In 1956, 1,616 billfish catches were reported, of which 947 were released, and in 1968, 1,735 billfish were caught with 925 released, based on Marlin Club records. A big three-year run occurred from 1969 to 1971 when the number of billfish caught topped the 2,000 mark.
In 1969, for example, a record 2,507 billfish catches were reported resulting in 1,696 releases. After 1971, however, nearly 10 years went by before the number of billfish catches and releases topped the 1,000 mark when 1,476 were caught and 1,042 were released in 1980. During one dismal stretch in the mid 1980s, the number of billfish catches came in at under 200 for three straight years and the number of releases barely topped the 100 mark.

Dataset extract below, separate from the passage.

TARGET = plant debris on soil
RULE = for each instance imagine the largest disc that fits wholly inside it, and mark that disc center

So what do all the figures mean for the White Marlin Capital of the World? Again, there is no rhyme or reason for the wide-ranging totals, but it appears, at least on the surface, the redoubled efforts at conservation could be paying dividends. When Atlantic white marlin population estimates reached historic lows, the species came under increased scrutiny in recent years and even flirted with an endangered species designation several years ago.
As a result, recreational anglers have adopted a stronger conservation ethic for white marlin and billfish in general, including an increased use of fish-friendly circle hooks and better release techniques, for example. Whether the sudden spike in catch-and-release figures off the coast of Ocean City this summer was an anomaly or the result of the increased conservation efforts is uncertain, but the latter certainly hasn’t hurt according to Marlin Club President Franky Pettolina.
“Without a doubt, circle hooks and a strong conservation ethic are playing a role,” he said. “Granted, this year we were fortunate that a large body of white marlin stayed close to Ocean City for most of August and September, but a majority of folks fishing for them have switched to circle hooks and that has to help. In addition, most people are taking the time to release the fish as quickly and cleanly as possible.”
It also appears the strong billfish off Ocean City this summer was the norm for the 2009 season in the mid-Atlantic and not the exception. Pettolina said similar near-record totals came out of other popular sport fishing destinations this summer.
“The most encouraging thing to me is that while we were experiencing the excellent marlin fishing here, the boys in New Jersey, Virginia Beach and Oregon Inlet were seeing the same kind of numbers above and below us,” he said. “To me, that says that the white marlin population is healthy. As recreational anglers, we are doing our part.”
The remarkable 2009 season was not limited to just billfish. The tuna bite was strong through much of the late August and September portion of the season as well.
“Another thing that impressed me this year is that the tuna numbers were up, both in size and quantity, when compared to the last few years,” said Pettolina.
The overall numbers for 2009 are even more impressive considering the effort offshore this year was largely reduced by the economy. The high price of charters and fuel, coupled with a decrease in disposal income for many sport fishing enthusiasts kept the local fleet idle for much of the season.
“Economic conditions kept a lot of the fleet at the dock more than usual,” he said. “What this says is that there could have been greater numbers put up, but people just needed to get out there and fish for them.”